Tsurenko, in search of her fifth WTA title, was leading the 2019 U.S. Open champion 7-5, 4-0 when the Canadian stopped playing.

The former world No. 23 fought from 3-5 down to take the first set and reeled off eight straight games before Andreescu retired with a right shoulder problem.

“Bianca is such an amazing player. She is capable of hitting all kinds of shots and gave so much trouble today,” said the 33-year-old Tsurenko, now ranked 136th. “But I was just fighting and I told myself positive things that I can do it. Unfortunately, she had to retire.”

The Ukrainian last lifted a WTA trophy in Acapulco in 2018 and hasn’t been to a final since Brisbane in 2019.

She will face Zhu Lin of China in the final.

“She had some good wins in the Australian Open,” Tsurenko said. “She is one of the dangerous players in this tournament. She is going to give a good fight.”

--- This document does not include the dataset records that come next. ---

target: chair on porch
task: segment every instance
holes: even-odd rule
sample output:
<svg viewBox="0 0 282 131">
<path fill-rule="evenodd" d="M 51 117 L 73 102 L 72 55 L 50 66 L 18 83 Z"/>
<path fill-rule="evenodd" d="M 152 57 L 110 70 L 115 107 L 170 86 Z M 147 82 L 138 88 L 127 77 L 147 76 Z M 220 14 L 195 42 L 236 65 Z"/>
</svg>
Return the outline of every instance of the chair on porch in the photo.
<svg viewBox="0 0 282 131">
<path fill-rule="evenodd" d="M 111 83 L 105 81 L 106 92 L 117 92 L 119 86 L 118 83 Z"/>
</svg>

In the all-Chinese semifinal earlier, Zhu benefited from a barrage of unforced errors from Wang Xinyu and prevailed 6-2, 6-4 for her first WTA final.

The world No. 54 player, who reached the last 16 at the Australian Open in January, relied on her solid baseline game to force errors.

“It was very windy, so I tried to be patient and keep my first serves in,” said the 29-year-old Zhu, who will team up with Wang in the doubles final against Hao-Ching Chan and Fang-Hsien Wu of Taiwan.